Thirdly, I plan to set up a stationary camera in the common area of the house, focus on infinity, and keep a remote on hand. One photo a day, at least. Of her on my lap. Her eating. Her being a goof. Her looking at the front door when she hears dad unlocking it. Just… our life. It will seem mundane at first. Everything does. But mundane slowly ticks towards Precious, Timeless, Nostalgic, one day at a time. Someday I will write a whole post on the things I wish had been photographed from my childhood, that are lost forever from my memory.

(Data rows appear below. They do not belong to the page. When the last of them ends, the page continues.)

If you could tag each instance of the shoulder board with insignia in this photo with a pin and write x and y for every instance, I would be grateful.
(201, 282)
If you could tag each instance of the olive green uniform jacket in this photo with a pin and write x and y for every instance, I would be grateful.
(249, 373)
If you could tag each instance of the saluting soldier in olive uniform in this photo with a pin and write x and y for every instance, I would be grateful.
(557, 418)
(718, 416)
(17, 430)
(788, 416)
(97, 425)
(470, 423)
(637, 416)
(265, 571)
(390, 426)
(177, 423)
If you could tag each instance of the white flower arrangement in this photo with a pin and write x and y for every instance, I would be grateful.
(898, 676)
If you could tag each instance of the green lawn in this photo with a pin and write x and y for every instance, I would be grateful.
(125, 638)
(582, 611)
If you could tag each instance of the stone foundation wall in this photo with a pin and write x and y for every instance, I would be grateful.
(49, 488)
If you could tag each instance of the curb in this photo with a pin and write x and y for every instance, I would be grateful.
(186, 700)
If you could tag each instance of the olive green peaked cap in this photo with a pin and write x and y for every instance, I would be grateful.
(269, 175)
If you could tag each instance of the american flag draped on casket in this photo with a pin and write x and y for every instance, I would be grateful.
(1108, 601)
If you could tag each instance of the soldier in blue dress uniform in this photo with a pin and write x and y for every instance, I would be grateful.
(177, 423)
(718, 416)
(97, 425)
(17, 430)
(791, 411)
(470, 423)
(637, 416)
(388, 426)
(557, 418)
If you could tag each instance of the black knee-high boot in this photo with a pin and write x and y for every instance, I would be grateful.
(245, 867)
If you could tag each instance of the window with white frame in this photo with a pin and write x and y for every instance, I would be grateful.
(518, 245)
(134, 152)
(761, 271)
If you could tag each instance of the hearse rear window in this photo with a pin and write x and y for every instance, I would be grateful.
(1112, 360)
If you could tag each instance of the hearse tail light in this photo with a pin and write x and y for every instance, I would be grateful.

I made excuses in my mind, why not to make a bigger effort to take my own photo with her. I look so tired. My eyes are bright red and bloodshot, every day. I have aged 5 years. My hair looks like a caveman. I am still in my pajamas. I look…battered, worn, dare I say: really unhealthy and sadly, unfit. Might as well just snap her alone, she is so much cuter, no need to drag cavemommy into the frame. That is all completely true, I have sifted through thousands of photos, and all of the ones of me in the last year, my eyes are red and glassy and often squinty. But that doesn’t matter, that’s the reality of the situation, and I suppose it needs to be documented. I am attempting to post every photo here that I can find of her and I and the mundane. To tilt the balance closer to reality.
Every once in awhile, someone will take our photo. This one was taken by my dad, although I actually had to ask him to take it, it wasn’t unprompted. This is her 1 year birthday, at the bunkhouse in Michigan. This is a sliver, not even as big as a pine needle, of our life together so far.